USS LST-557 was a United States Navy in commission from 1944 to 1946.

==Construction and career==
LST-557 was laid down on 8 February 1944 at Evansville, Indiana, by the Missouri Valley Bridge and Iron Company. She was launched on 11 April 1944, sponsored by Mrs. Edward J. Baechle, and commissioned on 5 May 1944.

===Service in the United States Navy===
During World War II, LST-557 was assigned to the Pacific Theater of Operations. She participated in the capture and occupation of the southern Palau Islands in September and October 1944. She then took part in the Philippines campaign, participating in the Leyte landings in October and November 1944 and the invasion of Lingayen Gulf in January 1945. She then participated in the assault on and occupation of Okinawa Gunto in April 1945.

Following the war, LST-557 performed occupation duty in the Far East and saw service in China until late May 1946.

LST-557 was decommissioned and transferred to the Republic of China as lend-lease on 29 May 1946. She was stricken from the Navy List on 12 March 1948.

===Service in the Republic of China Navy===
In the Republic of China Navy she served as ROCS Chung Hsing (LST-204) on 29 May 1946. She was handed over in Qingdao in the name of Sino-US aid. After receiving the ship she was immediately commissioned.

In the Battle of Nanri Island in October 1952, the ship was responsible for loading assault troops and supporting assault missions. The mission was successfully completed and brilliant results were achieved.

In 1965, the ship was renumbered to LST-684.

She was re-numbered back to LST-204 in October 1968. It was subordinate to the First Fleet Landing of the Navy.
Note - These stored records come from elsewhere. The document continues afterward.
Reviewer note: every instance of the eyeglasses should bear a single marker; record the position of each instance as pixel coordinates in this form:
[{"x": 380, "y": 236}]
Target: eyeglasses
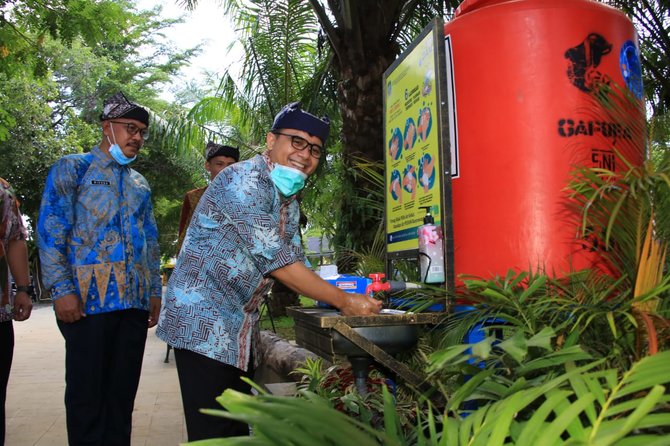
[
  {"x": 132, "y": 129},
  {"x": 300, "y": 143}
]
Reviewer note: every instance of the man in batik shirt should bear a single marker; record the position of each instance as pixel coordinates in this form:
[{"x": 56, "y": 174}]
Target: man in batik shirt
[
  {"x": 14, "y": 260},
  {"x": 99, "y": 250},
  {"x": 243, "y": 234},
  {"x": 217, "y": 158}
]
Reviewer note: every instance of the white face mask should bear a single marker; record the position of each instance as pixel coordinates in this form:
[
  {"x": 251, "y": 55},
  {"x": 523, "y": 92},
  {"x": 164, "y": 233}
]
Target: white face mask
[{"x": 116, "y": 152}]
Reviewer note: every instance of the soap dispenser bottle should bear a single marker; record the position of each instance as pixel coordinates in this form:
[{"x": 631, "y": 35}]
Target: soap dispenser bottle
[{"x": 431, "y": 249}]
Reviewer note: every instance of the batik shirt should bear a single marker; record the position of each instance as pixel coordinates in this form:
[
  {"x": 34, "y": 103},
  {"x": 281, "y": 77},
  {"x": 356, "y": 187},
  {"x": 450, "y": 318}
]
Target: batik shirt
[
  {"x": 11, "y": 229},
  {"x": 241, "y": 231},
  {"x": 97, "y": 235}
]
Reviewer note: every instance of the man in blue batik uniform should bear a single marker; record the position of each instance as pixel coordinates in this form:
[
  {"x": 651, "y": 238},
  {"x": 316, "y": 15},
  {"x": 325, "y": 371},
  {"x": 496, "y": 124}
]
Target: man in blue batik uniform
[
  {"x": 243, "y": 234},
  {"x": 98, "y": 246}
]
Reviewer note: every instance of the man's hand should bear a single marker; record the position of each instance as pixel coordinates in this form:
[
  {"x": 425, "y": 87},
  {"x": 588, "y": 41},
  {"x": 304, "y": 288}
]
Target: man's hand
[
  {"x": 69, "y": 308},
  {"x": 154, "y": 310},
  {"x": 360, "y": 305},
  {"x": 23, "y": 306}
]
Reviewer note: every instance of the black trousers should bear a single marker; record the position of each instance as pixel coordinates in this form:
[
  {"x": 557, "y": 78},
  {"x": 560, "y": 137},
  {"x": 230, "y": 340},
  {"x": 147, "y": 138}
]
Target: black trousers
[
  {"x": 103, "y": 361},
  {"x": 202, "y": 379},
  {"x": 6, "y": 354}
]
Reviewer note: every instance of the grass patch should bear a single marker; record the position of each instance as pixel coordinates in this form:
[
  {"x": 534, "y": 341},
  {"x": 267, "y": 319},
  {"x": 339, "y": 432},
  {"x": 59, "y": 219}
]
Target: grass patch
[{"x": 283, "y": 325}]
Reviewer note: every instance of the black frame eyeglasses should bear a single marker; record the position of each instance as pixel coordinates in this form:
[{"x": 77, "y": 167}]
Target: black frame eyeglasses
[
  {"x": 132, "y": 129},
  {"x": 300, "y": 143}
]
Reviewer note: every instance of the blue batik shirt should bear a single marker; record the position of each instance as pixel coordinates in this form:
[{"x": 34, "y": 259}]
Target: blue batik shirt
[
  {"x": 97, "y": 235},
  {"x": 241, "y": 231}
]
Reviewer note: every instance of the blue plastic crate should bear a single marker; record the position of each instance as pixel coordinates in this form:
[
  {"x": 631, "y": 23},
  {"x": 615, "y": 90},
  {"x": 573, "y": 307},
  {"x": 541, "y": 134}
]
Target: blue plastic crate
[{"x": 350, "y": 284}]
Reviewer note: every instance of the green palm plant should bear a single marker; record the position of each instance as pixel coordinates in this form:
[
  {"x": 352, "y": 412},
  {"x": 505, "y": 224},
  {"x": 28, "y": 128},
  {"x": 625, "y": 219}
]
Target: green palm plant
[{"x": 581, "y": 404}]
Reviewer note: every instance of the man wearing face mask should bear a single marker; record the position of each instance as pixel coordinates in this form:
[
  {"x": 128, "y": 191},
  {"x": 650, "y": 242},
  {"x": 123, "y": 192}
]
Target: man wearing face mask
[
  {"x": 243, "y": 235},
  {"x": 98, "y": 246},
  {"x": 217, "y": 158}
]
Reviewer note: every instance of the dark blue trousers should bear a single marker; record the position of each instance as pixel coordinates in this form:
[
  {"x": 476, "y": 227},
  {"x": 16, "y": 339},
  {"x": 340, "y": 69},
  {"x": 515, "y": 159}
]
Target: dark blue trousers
[
  {"x": 201, "y": 380},
  {"x": 103, "y": 361}
]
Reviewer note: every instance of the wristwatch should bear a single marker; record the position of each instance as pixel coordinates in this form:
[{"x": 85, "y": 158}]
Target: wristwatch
[{"x": 28, "y": 289}]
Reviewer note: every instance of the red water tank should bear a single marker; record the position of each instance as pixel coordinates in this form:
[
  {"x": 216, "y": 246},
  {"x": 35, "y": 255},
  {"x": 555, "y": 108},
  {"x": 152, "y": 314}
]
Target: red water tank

In October 1974, she was reorganized and subordinated to the 151st Fleet of the Navy. The landing of executive personnel and vehicles, and other tasks such as transportation and replenishment of outer islands.

The ship was ordered to be decommissioned on 10 October 1997, due to her outdated equipment.

==Awards==
LST-557 earned four battle stars for her World War II service.